Детектив вспомнил про бумаги. Взял их со стола, перелистал, то ли выбирая самые важные, то ли освежая в памяти нужные моменты, и со вздохом положил на прежнее место. Алексей насторожился. Кажется, коллега готов был спасовать. Невиданный случай. Даже Ломоть не сразу поверил в такую благосклонность судьбы, ведь цена спора не деньги, не магарыч, а два года тюремной жизни. Очень даже не хило, еще пару таких допросов, и никакой суд не страшен. Кажется, фортуна поворачивается к нему личиком, кажется, Ломоть ей приглянулся.
Широкая ладонь детектива снова легла на стопку бумаг. Тяжело легла, будто придавила. И взгляд тоже стал какой-то тяжелый, ишь, как пристально смотрит, прямо буравит, так и норовит насквозь пронизать. Нелегко, видать, признавать свой проигрыш, тем более в присутствии Лешего. Или замыслил что?
— На сегодня все, — решил детектив и усмехнулся: — Повидались, пообщались — и хватит. Хорошего понемногу. Завтра продолжим. С адвокатом.
Его решение не понравилось обоим собеседникам. Убоповцу не понравилось самовольство коллеги, решившего по своему единоличному велению-хотению отложить важное оперативно-следственное мероприятие. Если работать такими темпами, то сутенер своими познаниями сможет поделиться не раньше Нового года, когда дело вообще можно будет закрыть за давностью срока. Ломтю решение детектива в принципе-то пришлось по душе, о переносе допроса он не возражал, но резанул слух голос, которым сыщик упомянул про адвоката. Ироничный был голос, насмешливый, вызывающий какой-то.
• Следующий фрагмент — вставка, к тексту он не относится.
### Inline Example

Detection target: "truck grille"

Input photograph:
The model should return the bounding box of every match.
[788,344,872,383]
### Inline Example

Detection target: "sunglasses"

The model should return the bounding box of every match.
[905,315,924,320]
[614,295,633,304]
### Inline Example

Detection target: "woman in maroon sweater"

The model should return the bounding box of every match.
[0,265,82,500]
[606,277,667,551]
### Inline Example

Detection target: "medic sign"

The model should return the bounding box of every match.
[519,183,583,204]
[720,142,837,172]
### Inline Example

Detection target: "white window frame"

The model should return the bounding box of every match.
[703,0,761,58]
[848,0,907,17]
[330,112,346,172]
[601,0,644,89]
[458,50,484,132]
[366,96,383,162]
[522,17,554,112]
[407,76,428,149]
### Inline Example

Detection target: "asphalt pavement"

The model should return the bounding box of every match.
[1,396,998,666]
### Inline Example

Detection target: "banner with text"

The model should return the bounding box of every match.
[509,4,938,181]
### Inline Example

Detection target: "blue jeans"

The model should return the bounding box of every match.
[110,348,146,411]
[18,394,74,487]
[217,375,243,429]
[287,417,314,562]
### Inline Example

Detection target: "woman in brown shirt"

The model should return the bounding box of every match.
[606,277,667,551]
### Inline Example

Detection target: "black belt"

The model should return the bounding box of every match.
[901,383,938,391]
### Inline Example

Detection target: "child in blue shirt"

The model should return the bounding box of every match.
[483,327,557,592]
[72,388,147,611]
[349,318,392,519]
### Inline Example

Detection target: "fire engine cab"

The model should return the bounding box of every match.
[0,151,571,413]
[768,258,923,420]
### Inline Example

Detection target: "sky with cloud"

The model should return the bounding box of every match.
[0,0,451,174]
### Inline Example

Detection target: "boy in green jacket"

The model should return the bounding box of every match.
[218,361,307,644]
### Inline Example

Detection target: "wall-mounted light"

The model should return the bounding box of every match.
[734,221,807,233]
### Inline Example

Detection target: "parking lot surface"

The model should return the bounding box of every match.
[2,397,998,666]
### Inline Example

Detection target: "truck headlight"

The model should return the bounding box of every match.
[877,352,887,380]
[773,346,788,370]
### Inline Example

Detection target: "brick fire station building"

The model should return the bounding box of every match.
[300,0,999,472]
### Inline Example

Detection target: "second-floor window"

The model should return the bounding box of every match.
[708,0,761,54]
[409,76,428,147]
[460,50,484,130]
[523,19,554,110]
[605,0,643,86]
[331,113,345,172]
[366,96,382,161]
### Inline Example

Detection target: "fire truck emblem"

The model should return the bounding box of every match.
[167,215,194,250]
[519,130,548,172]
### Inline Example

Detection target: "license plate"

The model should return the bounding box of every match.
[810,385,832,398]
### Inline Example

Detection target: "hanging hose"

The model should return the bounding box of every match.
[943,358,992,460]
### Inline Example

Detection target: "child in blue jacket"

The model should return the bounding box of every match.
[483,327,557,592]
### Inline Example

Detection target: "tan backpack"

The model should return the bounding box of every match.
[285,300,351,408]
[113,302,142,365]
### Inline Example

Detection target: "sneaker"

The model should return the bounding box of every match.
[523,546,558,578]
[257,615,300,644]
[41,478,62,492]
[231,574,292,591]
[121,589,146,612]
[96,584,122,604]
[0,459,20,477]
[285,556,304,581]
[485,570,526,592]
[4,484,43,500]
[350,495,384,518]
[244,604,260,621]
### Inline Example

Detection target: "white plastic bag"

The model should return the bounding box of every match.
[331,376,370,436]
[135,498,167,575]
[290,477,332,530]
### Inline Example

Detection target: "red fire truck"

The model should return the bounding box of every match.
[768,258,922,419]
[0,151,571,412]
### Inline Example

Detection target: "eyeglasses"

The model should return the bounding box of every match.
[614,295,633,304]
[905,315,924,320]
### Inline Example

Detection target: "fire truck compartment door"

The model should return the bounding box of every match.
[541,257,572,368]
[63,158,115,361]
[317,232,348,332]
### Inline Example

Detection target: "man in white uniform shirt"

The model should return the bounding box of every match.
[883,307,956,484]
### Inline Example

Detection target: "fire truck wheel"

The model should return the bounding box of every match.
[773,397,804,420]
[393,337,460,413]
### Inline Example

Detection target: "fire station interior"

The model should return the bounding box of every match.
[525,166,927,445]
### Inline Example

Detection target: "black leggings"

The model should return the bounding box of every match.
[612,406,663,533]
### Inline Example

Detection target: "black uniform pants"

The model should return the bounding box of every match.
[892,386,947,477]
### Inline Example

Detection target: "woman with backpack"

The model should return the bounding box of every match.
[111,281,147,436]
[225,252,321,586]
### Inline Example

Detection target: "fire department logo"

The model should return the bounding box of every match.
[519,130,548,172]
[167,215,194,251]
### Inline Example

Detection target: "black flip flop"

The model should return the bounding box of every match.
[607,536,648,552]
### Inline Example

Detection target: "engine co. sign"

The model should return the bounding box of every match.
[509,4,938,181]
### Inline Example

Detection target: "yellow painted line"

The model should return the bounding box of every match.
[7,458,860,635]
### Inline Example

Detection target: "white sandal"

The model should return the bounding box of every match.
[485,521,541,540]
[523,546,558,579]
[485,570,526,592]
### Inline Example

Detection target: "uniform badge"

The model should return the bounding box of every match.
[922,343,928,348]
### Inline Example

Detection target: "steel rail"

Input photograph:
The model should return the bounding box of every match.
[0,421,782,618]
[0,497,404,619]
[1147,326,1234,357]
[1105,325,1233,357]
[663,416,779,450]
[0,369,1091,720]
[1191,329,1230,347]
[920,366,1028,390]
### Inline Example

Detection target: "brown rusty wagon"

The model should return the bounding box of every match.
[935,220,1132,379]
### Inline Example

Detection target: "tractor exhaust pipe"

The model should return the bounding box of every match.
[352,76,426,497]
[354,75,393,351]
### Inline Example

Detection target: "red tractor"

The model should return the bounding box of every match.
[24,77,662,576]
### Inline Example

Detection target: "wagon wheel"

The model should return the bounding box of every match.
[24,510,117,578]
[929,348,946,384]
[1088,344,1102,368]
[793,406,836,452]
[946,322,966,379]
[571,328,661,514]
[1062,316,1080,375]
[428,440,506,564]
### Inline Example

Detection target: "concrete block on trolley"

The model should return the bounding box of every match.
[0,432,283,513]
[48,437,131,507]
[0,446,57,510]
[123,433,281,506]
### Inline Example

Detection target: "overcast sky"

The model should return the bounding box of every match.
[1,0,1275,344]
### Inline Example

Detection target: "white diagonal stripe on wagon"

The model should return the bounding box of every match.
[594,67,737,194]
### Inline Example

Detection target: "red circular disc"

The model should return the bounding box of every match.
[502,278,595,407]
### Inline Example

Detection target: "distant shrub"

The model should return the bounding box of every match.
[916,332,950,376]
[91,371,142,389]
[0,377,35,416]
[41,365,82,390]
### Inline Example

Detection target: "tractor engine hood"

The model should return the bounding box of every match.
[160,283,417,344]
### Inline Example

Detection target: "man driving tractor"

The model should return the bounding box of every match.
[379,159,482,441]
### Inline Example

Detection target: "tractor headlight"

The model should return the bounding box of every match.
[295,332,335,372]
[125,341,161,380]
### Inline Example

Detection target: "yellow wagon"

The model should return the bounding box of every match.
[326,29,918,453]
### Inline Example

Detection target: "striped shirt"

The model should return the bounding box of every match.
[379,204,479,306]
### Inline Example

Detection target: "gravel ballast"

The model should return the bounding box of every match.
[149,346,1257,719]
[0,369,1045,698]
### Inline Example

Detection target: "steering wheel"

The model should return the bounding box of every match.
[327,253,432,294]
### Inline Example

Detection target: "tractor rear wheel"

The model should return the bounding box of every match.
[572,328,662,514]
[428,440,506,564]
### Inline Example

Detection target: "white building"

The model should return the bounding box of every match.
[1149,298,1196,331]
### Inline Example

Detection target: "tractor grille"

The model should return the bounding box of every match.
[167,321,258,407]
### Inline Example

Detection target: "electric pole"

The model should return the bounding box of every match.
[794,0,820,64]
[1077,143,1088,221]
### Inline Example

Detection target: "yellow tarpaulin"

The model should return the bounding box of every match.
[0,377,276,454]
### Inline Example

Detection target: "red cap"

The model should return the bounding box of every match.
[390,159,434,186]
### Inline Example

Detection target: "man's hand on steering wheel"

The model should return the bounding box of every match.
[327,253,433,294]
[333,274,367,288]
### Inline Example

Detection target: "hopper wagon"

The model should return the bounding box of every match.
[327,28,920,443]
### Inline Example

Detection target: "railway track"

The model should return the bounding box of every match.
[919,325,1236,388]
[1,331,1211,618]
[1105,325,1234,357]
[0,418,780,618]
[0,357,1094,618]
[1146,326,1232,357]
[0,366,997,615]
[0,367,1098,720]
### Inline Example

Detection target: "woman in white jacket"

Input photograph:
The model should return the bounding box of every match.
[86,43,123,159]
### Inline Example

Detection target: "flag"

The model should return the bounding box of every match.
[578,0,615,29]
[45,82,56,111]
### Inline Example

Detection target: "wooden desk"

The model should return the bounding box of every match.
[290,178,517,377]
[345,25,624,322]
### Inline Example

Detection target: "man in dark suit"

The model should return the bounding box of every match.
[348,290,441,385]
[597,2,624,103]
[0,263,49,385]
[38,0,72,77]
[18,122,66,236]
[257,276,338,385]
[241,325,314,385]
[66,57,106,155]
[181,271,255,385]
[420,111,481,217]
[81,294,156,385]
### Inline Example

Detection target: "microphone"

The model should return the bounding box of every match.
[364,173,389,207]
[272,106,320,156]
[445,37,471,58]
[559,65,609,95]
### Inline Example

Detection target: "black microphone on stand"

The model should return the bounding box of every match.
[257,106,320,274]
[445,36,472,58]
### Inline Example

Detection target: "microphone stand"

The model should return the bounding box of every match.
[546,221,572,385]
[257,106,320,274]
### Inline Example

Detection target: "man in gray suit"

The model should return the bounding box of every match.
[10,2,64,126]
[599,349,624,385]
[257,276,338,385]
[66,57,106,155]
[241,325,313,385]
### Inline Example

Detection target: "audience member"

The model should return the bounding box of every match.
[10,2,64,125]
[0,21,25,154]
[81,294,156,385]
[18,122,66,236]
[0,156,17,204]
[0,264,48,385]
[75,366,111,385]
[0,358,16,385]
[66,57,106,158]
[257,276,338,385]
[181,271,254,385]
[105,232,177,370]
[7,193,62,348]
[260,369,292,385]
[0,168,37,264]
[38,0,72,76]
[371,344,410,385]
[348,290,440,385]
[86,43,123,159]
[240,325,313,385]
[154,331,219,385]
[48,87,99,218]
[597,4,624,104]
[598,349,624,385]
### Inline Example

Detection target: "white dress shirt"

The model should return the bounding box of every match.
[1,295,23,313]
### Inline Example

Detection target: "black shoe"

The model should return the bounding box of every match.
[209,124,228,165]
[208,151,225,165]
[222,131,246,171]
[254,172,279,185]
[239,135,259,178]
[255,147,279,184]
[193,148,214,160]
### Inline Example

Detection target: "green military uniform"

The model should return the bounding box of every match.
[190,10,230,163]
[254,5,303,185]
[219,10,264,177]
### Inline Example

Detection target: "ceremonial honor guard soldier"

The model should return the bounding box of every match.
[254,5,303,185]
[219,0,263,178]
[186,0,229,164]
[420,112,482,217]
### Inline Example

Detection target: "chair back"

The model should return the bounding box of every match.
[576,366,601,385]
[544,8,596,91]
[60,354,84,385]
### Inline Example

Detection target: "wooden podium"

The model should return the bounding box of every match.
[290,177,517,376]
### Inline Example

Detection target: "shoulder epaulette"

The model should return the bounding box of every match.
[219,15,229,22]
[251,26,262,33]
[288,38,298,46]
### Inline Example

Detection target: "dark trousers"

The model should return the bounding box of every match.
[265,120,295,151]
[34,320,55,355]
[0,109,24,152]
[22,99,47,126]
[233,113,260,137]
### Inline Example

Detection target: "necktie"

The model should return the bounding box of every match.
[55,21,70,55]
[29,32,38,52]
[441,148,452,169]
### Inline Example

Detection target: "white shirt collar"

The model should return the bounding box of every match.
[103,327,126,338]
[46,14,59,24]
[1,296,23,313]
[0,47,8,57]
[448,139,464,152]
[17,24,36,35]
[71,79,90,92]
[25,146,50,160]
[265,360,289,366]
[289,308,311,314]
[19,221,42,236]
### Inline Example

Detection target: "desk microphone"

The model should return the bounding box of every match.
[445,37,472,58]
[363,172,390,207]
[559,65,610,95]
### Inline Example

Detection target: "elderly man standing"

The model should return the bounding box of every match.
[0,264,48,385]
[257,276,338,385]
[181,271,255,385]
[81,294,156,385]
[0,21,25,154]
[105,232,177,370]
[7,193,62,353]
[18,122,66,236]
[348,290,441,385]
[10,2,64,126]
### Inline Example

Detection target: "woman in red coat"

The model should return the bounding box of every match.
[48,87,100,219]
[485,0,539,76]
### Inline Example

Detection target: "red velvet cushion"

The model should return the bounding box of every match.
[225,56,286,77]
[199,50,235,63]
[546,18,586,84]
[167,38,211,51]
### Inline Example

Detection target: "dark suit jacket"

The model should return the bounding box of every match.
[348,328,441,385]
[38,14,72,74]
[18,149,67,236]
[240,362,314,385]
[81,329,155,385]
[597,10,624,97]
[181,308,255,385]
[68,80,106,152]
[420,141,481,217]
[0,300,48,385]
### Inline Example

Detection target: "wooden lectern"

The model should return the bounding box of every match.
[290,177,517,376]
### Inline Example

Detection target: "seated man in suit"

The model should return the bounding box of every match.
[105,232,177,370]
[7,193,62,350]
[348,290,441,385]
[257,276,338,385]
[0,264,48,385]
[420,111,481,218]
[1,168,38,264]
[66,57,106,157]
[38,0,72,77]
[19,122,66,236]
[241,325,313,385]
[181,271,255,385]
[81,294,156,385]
Таких посторонних ноток в голосе сыщика никогда прежде не звучало. Гребаный детектив действительно что-то замыслил против беззащитного Ломтя. И какая только нелегкая вынесла этого мудака на его бедную голову. Леший, правда, тоже не подарок, тоже больной на полголовы, но с ним проще, с ним, если уж ситуация совсем прижмет, можно рискнуть и побазарить как с земляком, а с рязанцем лишнего слова не обронишь. Этот малый вообще больной на всю голову, хрен его знает, как отреагирует на дельное предложение.